In our last post, we explored a persistent source of OR inefficiency: inaccurate case duration estimates. Errors in scheduling don't just inconvenience teams — they quietly erode utilization, waste OR time, and drive up costs.
But recognizing the problem is just the beginning. Here, we'll unpack why greater precision in the OR schedule remains so difficult and how improvement isn’t as far out of reach as it seems.

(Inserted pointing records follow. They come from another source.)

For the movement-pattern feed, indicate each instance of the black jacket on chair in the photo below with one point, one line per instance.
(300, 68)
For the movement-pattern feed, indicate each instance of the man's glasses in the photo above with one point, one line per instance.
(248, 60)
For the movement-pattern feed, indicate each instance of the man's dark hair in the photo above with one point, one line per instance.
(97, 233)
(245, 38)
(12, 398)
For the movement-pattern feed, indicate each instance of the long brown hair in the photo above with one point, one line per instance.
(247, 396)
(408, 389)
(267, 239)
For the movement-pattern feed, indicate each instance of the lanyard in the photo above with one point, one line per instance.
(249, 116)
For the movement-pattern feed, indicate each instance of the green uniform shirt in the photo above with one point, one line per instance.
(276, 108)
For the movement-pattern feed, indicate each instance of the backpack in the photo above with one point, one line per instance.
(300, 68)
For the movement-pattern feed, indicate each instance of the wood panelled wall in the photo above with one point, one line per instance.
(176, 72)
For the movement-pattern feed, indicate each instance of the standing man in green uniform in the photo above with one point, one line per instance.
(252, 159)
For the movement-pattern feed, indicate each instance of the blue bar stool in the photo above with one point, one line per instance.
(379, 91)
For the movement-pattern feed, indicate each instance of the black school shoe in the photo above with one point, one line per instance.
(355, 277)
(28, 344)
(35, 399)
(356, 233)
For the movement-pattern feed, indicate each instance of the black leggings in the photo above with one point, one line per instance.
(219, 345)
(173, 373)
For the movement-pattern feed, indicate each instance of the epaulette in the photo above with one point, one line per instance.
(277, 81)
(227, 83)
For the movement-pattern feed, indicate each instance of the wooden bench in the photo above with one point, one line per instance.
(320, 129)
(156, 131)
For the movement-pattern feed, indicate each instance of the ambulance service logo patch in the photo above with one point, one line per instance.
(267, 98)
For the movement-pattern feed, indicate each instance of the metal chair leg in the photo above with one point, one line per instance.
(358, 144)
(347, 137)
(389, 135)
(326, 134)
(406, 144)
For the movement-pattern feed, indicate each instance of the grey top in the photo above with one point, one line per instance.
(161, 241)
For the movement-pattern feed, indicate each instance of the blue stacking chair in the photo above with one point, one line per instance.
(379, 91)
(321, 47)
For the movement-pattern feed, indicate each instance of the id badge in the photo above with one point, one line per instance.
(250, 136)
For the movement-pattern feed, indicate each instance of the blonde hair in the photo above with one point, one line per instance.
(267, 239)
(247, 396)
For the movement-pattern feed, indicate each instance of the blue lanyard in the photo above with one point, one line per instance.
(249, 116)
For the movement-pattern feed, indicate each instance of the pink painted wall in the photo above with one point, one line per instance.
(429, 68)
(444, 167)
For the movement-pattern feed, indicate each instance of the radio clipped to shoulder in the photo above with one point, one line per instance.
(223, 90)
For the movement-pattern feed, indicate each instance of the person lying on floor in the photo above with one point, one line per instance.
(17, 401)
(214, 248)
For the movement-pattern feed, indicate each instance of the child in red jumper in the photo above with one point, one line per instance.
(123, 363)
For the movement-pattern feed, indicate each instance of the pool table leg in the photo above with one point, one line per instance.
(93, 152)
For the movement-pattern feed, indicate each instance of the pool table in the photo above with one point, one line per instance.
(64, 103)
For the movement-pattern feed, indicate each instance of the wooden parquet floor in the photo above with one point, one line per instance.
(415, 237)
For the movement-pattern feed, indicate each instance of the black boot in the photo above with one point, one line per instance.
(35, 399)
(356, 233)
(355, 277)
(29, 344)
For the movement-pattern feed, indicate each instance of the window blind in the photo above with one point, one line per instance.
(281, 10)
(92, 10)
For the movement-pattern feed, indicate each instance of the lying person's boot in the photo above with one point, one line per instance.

Why are case duration predictions so hard to get right?
The barriers to accurate OR scheduling aren’t due to a lack of effort — they’re built into the structure of today’s systems. Even highly experienced teams with modern EHRs still struggle with prediction accuracy. Here are the main reasons why:
One-size-fits-all averages create baked-in inefficiencies
Most EHRs predict case duration by simply averaging a handful of recent cases — excluding outliers and also ignoring key context like case complexity, time of day, and other important factors. Without smarter modeling, the limited data set skews the numbers, and systematic over- and under-scheduling quietly becomes part of the daily routine.
Poor data quality undermines even the smartest tools
Some hospitals invest in point solutions that promise more sophisticated predictive algorithms. But these tools still depend on manually-entered EHR timestamps and metadata — information that may be inaccurate, delayed, or incomplete. When the data foundation is shaky, even the best algorithms can’t deliver precision, leaving schedulers to rely on gut instinct or surgeon input.
Subjective estimates introduce hidden bias
Without consistent access to reliable performance data, surgeons and clinic schedulers often rely on personal memory or anecdotal experience when estimating case times. But experience without feedback creates blind spots. Even the most seasoned surgeons may unintentionally misestimate procedure times, introducing human bias that snowballs into delayed starts, overtime costs, and staff frustration.
No feedback loop means mistakes keep repeating
Most systems don't automatically compare scheduled versus actual case durations. Or, if they do, the insights rarely reach the people building the schedules. In many cases, clinic schedulers don’t even have full access to the necessary tools, and critical data is scattered across multiple systems. Without a clear feedback loop, lessons are lost, errors repeat, and scheduling accuracy stays stuck.
Check out our case study on How Houston Methodist Used its Block Schedule to 3x One Surgeon's Daily Cases and identified 11 extra hours of unscheduled availability per week.
The path forward: better scheduling with real-time data
A better future starts with better data. Schedulers need objective, surgeon-specific, and context-aware data — based not on outdated EHR averages or subjective input, but grounded in what actually happens in the OR.
Until the tools we rely on evolve to meet this level of precision, perioperative teams will continue to be trapped in reactive workflows, scrambling to adjust rather than proactively running their day.